Interestingly, the benefits of volume were not statistically significant when cardiovascular deaths alone were considered, while intensity was associated with a 41% reduction in mortality going from the 25th to the 50th percentile. The researchers also found evidence that continuous bouts of high intensity activity, even as short as 5 minutes, were associated with greater mortality risk reduction than the same amount of intense physical activity spread sporadically throughout the day.
The implications:
This research suggests that while all exercise is beneficial, maximizing the time spent performing high intensity exercise might be particularly valuable, especially when it comes to preventing cardiovascular disease.

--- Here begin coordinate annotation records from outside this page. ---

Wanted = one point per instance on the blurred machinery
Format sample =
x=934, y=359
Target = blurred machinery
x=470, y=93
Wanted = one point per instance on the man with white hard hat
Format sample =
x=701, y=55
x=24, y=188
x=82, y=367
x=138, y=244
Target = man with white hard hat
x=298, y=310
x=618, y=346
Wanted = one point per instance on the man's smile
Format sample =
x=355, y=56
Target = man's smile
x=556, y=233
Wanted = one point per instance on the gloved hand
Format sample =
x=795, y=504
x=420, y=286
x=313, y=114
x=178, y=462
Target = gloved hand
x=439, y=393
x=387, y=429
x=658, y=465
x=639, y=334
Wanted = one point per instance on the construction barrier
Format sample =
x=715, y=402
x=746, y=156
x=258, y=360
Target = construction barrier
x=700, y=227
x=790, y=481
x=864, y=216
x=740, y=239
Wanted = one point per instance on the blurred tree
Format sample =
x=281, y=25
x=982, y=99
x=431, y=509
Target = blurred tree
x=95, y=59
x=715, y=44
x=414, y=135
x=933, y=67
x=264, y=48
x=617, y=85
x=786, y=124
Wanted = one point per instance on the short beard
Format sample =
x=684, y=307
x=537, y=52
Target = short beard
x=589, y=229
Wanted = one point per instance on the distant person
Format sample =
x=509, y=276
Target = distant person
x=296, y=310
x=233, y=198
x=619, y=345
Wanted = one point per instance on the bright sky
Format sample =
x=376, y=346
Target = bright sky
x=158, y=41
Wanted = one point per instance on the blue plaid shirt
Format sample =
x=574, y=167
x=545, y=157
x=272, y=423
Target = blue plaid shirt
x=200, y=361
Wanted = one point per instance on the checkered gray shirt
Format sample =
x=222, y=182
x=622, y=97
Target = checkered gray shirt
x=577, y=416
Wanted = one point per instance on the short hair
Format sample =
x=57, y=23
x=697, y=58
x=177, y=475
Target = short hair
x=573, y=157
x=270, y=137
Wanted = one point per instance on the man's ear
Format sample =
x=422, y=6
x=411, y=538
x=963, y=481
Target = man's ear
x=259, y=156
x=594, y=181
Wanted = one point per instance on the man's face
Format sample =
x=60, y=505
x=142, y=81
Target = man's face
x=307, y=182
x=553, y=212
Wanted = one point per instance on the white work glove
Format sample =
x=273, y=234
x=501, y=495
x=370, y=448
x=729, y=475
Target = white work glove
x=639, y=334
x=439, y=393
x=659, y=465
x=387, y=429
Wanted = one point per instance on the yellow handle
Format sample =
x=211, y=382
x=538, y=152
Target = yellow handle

Concentrating that high intensity activity into longer bouts may also be more valuable than spreading them throughout the day.
Since researchers also had access to other health information such as diet, they were able to control for confounding factors, but these controls are never perfect. People who exercise more are likely to be healthier in other ways, and this relationship might be stronger for high intensity exercise than it is for overall volume.